# Fluval Chi Backyard Vivarium



## jesse (Aug 11, 2011)

Had this fluval chi lying around the house and also got assigned to make a secret project for school. 
For the project we have to create something inside a box. You cant see what's in the box, only touch. 
So mine will be covered with black cloth and have a little hole to put your hand through. At the end, people will have to guess what is inside your box.

Everything I used came from outside around my house. I used small river rocks as the first layer and covered that in regular dirt from the backyard. 
I found a really cool stump with nice roots that with a little sawing fit perfectly into the tank. 
Then found random plants from around the backyard and quickly planted them.

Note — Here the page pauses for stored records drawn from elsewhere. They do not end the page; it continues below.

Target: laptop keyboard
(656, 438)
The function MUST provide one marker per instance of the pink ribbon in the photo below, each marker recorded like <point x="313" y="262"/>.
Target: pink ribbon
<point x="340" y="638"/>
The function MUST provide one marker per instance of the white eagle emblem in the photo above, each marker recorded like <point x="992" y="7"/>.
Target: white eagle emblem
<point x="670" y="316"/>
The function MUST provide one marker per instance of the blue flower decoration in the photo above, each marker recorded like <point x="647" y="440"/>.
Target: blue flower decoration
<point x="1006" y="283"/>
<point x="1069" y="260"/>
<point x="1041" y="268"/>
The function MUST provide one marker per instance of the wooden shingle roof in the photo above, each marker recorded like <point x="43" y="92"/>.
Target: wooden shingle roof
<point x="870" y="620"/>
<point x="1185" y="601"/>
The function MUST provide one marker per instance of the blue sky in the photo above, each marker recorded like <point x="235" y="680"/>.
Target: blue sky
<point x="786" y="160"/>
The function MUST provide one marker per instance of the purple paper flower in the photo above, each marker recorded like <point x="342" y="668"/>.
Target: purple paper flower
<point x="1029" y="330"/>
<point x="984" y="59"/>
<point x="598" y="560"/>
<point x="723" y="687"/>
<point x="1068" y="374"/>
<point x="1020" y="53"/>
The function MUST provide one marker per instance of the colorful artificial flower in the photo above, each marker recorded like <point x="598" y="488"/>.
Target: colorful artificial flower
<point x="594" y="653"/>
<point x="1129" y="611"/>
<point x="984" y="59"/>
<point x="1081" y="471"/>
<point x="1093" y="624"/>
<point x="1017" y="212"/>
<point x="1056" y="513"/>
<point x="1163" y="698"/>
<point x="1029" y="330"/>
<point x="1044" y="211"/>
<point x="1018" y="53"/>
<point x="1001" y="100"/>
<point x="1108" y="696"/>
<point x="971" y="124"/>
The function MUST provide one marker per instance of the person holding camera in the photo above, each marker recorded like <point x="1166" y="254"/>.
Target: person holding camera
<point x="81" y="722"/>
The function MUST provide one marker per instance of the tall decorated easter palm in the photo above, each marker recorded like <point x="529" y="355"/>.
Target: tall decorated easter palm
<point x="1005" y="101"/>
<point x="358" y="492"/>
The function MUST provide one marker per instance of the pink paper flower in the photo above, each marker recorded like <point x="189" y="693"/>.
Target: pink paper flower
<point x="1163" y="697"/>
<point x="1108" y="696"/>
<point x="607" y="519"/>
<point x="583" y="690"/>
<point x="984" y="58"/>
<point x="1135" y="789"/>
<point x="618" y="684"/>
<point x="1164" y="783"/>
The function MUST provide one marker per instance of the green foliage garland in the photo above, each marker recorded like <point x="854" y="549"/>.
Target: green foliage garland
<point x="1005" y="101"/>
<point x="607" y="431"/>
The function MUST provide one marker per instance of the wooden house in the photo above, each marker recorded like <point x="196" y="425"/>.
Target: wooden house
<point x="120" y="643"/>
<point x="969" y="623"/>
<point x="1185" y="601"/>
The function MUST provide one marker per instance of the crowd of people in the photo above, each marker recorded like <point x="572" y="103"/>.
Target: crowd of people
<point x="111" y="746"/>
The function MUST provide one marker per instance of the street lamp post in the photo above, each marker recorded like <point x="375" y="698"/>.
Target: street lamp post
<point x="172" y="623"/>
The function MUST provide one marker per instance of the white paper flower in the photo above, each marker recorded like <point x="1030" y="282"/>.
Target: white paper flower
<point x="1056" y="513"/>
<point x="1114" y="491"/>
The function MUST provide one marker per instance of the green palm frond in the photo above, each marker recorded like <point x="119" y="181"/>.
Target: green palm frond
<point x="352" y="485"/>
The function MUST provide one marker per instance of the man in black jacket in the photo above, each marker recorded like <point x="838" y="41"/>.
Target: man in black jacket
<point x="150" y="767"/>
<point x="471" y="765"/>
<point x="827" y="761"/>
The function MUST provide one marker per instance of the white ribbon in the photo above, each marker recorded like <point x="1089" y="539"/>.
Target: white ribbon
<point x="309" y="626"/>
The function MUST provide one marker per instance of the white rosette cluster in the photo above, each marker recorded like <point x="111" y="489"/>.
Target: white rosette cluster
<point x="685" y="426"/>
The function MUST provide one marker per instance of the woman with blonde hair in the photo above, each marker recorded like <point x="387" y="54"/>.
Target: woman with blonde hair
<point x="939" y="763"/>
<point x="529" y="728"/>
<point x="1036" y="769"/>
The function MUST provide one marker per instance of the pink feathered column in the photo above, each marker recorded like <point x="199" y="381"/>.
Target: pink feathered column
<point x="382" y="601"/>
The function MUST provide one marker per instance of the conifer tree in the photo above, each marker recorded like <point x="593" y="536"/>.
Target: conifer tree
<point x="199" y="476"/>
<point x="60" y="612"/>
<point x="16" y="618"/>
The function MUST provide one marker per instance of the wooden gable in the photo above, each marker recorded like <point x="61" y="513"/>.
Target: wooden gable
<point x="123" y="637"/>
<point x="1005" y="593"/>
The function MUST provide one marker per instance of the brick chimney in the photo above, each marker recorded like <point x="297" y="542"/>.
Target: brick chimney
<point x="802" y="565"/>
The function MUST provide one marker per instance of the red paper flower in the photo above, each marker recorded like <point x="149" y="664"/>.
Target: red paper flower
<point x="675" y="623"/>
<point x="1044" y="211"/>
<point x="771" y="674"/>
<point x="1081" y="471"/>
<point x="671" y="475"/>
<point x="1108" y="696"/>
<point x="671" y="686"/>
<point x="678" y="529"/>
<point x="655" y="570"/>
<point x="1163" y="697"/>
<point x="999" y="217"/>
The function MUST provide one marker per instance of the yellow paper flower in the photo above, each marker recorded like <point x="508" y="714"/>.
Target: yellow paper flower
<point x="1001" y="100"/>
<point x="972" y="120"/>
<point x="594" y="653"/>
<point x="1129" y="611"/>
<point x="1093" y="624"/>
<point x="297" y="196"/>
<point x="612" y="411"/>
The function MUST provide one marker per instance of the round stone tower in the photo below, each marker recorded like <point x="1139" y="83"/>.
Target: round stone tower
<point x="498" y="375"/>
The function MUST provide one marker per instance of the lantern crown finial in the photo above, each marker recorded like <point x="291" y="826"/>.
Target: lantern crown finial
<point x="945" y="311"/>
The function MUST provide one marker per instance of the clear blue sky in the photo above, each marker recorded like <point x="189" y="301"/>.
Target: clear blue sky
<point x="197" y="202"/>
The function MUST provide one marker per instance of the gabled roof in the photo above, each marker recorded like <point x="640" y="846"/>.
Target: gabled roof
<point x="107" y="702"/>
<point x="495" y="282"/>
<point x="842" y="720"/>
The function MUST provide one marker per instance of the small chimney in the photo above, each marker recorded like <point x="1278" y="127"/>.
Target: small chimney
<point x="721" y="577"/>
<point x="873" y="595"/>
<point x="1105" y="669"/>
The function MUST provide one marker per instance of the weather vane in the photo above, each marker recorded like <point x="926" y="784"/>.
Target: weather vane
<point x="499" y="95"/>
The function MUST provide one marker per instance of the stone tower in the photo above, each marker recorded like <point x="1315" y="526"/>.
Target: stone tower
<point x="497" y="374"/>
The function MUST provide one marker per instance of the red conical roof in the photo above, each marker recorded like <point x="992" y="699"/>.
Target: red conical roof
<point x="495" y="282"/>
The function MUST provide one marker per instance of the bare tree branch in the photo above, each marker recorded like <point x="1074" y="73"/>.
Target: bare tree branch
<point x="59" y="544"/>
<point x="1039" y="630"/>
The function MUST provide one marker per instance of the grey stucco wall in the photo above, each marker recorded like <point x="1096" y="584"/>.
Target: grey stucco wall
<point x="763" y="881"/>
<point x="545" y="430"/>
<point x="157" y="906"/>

Lighting is just a regular desk lamp.


----------



## Riceburner (Mar 14, 2008)

very cool....would be great to have some critters in there too.


----------



## jesse (Aug 11, 2011)

All i saw outside were the regular snails you see everywhere. Any ideas?


----------



## SourGummy (Apr 29, 2011)

ants =p.....


----------



## default (May 28, 2011)

That's so sick!


----------



## Boogerboy (Sep 23, 2008)

That's very nicely laid out for a bunch of found materials 

I'd be pretty horrified sticking my hand in there not knowing what to expect though


----------



## jesse (Aug 11, 2011)

Boogerboy said:


> That's very nicely laid out for a bunch of found materials
> 
> I'd be pretty horrified sticking my hand in there not knowing what to expect though


Gotta risk it to get the biscuit!


----------